At the hindu temple, the hindu priest chanted mantras over the car and tied a red string around the car's right wing mirror.
The buddhist monk sprinkled the car with water after chanting traditional mantras and then a white string was tied to the left wing mirror.
The christian priest blessed the car with holy water and gave the driver a cross to hang from the rear view mirror.
At the mosque, the imam was astounded since nobody ever asked to bless a car before. So after a recitation of selected verses from the Qur'an, he took a hacksaw and promptly cut the tip off the car's exhaust pipe..... to circumcise it.
When I first heard this story, I thought the new car owner was an atheist, albeit a superstitious one. This man, I had deduced, did not really believe in the existence of God, but he just didn't want to take any chances.
Furthermore, it is inconceivable in my mind that anyone should have more than one religion.
Then there's Piscine Molitor Patel. A hindu at (after) birth, he met a christian priest when he was sixteen and became a christian and soon after that he met an imam and became a muslim.
You will find him on Thursdays at a hindu temple for Pooja, on Friday afternoons at the mosque for Friday prayers and on Sundays, he's at church. Had he been a Jew, he'd be at a cynagogue on Saturdays.... and as his brother chided him, he needs to finds only three more religions and he'll be on holiday for the rest of his life.

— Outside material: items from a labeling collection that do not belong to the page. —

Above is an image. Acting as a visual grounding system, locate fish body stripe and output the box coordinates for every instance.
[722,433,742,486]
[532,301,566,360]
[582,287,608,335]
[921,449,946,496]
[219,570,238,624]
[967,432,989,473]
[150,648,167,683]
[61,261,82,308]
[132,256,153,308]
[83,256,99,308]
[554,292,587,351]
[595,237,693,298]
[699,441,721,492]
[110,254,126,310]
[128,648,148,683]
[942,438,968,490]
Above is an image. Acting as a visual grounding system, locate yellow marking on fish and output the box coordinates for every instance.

He requested from his parents for a baptism and then for a prayer mat for his daily solah (five times a day). It was strange at first, but soon his family got used to it, although the pandit, the imam and the priest of his local temple, mosque and church respectively was utterly incensed when they found out about this multi-faithed teenager. Thereafter, he only goes to temple at crowded times, had to attend mass at another church and no longer lingered after Friday prayers at the mosque.
When asked why... his answer is always the same..."Bappu Gandhi said that all religions are true... I just want to love God."
"I just want to love God"
Is it really possible then for a person to have multiple religion? Why not? Is there so much difference between the beliefs and practices? All religions preach goodness and all religions are against evil...so what's the problem?
Being a born muslim, I was taught that there is only one God. And, it is wrong to say that the non muslims, when they are performing their prayers, are praying to their god/s. There is no other God, the ustaz told me. And, Islam is the completion of the human faith in God. And ,despite what Mahatma Gandhi said, I am told there is only one true religion, and that is Islam....
It is the only religion I know.
So, in my mind, Piscine, just like our new car owner, is an atheist, too. Praying is just a hobby for him, a past time. Like learning different kinds of martial arts or various types of dances. Because, had he really studied Islam, than he would have inevitably come to the surah called the Disbeliever (surah 109). It is the revelation that clearly defines that there can be only one faith in a muslim, for in the last verse God tells Muhammad to say to the disbelievers who had asked him to compromise his beliefs: "For you your religion, for me mine." (La kum deenukum wa liadin).
Piscine Molitor Patel was born in Pondicherri, India and later moved to Toronto Canada. On his way to Toronto, the ship he was on, capsized and he suddenly found himself in a life boat, along with a zebra, a hyena, an orangutan and a 450lb Bengal tiger...
It's a good book... check it out: The life of Pi by Yann Martel.